Ich erfahre, dass EDNA die Produktlinie SandwichHeaven in die Bereiche XXL Sand’wich und Croust’wich unterteilt. Bei den XXL-Sand’wich handelt es sich um Brötchen im XXL-Format, die bei den Kunden als Zwischenmahlzeit sehr gut ankommen und gleichzeitig eine gefragte Hauptmahlzeit sind. Die XXL-Sandwiches besitzen eine optimal abgestimmte Größe, einen herzhaften Geschmack und eine gute Schnittfähigkeit. Viel Lob erhalten auch die vielseitigen, innovativen Aufstriche. Sie lassen sich aus der EDNA-Gewürzauswahl im Nu herstellen.

Interessant klingt das Croust’wich-Prinzip, das EDNA als einziger Hersteller in Deutschland anbietet:
Hier werden Belag und Brötchen getrennt voneinander gelagert. Während die Sandwich-Beläge wie Käse, Wurst, Salat, Tomaten und Gurken in einer Kühlvitrine ihre Frische und Knackigkeit bewahren, warten die Baguettes und Brötchen in einer separaten Vitrine mit Wärmelampen darauf, verarbeitet und verzehrt zu werden.

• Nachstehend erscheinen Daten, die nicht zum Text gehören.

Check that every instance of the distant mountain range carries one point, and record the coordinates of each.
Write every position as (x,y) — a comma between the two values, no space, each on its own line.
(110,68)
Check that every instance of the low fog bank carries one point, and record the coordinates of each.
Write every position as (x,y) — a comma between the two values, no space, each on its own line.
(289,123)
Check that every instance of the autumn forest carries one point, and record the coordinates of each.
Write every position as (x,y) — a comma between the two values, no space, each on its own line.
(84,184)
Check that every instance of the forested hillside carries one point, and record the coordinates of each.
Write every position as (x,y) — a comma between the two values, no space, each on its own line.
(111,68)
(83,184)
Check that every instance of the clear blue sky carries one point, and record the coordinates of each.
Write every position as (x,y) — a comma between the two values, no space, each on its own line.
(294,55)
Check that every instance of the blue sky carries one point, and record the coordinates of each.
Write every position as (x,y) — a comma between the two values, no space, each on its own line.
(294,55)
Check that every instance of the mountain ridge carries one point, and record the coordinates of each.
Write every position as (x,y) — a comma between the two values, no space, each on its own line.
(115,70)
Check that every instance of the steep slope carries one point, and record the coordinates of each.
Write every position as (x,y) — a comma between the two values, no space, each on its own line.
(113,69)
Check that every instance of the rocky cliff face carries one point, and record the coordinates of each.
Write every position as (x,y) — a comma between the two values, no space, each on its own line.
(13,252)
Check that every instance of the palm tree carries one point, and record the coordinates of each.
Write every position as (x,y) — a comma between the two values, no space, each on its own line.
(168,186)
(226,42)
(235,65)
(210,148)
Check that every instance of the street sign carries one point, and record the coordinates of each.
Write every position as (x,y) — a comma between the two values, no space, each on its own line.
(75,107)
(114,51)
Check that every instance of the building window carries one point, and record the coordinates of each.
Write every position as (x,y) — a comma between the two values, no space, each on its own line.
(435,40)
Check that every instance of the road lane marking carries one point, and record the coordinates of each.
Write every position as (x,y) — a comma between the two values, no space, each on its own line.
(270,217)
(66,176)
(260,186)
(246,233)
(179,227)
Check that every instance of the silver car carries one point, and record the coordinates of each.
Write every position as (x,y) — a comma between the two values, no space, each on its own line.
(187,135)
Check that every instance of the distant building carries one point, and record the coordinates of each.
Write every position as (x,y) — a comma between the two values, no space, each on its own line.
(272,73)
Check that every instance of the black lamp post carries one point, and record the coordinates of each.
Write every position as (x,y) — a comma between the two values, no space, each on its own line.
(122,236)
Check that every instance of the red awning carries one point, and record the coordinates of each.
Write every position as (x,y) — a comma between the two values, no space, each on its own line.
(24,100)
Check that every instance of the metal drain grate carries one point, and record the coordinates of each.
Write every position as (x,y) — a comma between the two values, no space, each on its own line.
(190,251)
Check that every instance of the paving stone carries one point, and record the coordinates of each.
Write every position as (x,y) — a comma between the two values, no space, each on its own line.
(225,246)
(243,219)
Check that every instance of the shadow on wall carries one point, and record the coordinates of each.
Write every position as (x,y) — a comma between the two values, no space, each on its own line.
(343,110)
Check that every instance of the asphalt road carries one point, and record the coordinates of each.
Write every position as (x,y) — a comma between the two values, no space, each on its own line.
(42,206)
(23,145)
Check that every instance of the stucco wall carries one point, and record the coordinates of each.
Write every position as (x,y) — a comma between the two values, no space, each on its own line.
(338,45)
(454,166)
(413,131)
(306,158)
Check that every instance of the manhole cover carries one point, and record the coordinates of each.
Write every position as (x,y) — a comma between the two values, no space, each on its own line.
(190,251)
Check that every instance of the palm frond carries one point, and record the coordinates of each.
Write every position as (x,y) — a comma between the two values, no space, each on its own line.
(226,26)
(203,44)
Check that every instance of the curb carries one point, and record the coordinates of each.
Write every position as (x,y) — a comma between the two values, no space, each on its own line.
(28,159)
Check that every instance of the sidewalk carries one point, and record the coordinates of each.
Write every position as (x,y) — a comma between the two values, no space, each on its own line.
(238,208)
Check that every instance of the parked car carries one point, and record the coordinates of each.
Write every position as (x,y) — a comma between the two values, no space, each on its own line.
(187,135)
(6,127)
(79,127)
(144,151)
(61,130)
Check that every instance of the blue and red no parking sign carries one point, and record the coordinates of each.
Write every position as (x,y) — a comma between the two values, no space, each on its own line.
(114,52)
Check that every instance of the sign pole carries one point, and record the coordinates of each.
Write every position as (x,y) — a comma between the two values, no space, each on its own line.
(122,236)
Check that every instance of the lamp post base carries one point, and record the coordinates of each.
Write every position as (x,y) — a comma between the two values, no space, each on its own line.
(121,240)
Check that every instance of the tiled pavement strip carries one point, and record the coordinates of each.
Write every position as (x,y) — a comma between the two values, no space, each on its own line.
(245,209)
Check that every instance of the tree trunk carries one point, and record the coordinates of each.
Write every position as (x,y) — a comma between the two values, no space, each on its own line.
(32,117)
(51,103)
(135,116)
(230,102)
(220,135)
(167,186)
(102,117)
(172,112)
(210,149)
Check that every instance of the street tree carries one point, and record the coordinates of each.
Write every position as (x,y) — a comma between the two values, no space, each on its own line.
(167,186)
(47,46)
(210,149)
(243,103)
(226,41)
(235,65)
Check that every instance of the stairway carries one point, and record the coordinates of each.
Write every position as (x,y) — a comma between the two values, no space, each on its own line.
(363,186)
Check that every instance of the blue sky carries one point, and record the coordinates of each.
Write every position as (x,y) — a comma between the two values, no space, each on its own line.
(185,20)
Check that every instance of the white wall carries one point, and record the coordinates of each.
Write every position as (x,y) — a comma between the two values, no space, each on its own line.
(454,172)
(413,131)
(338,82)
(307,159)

Mit gefällt diese Idee. Endlich ist Schluss mit Sandwiches, die vom Aufstrich und vom Saft der Tomaten und Gurken durchtränkt sind, ihr Eigenaroma verlieren und jegliche Knackigkeit einbüßen. Ich kann mir auch gut vorstellen, die Sandwiches vor den Augen der Kunden frisch und individuell zuzubereiten. Doch wie lange dauert die Zubereitung der Sandwiches? Kann ich diesen Service auch dann leisten, wenn mehrere Kunden gleichzeitig in meiner Bäckerei sind und frische Sandwiches bestellen?

Sandwichschaukel

Sandwichschaukel

Ich lese weiter und werde auf die Sandwich-Schaukel von EDNA aufmerksam. Mit ihr kann ich den Sandwich-Belag schnell, unkompliziert und appetitlich vor den Augen des Kunden mit dem Brötchen oder dem Baguette zusammenfügen.
Das ist Entertainment! Unwillkürlich muss ich an Carlo, einen Pizzabäcker aus der Nachbarstadt denken. Es fasziniert mich immer wieder, mit welcher Präzision und Geschicklichkeit er die Teigrohlinge in die Höhe wirft, sich dabei blitzschnell um die eigene Achse dreht, den Teig sicher mit der anderen Hand auffängt und schließlich zu einem gleichmäßig runden Pizzaboden formt. Vielleicht kann ich mit Hilfe der Sandwich-Schaukel ein ähnlich faszinierendes Verfahren für die Herstellung von Sandwiches entwickeln?

Ich entscheide mich für einen Karton mit EDNA-Knusperbrötchen, einen Karton mit Ciabatta-Sandwiches und einen Karton mit Sandwich natur. Dazu bestelle ich das Starter-Parket „Croust’wich“, das EDNA exklusiv in Deutschland und Österreich vertreibt. Es enthält Belegplatten in unterschiedlicher Größe, einen Brötchenwärmer mit Wärmelampe und die Sandwichschaukel.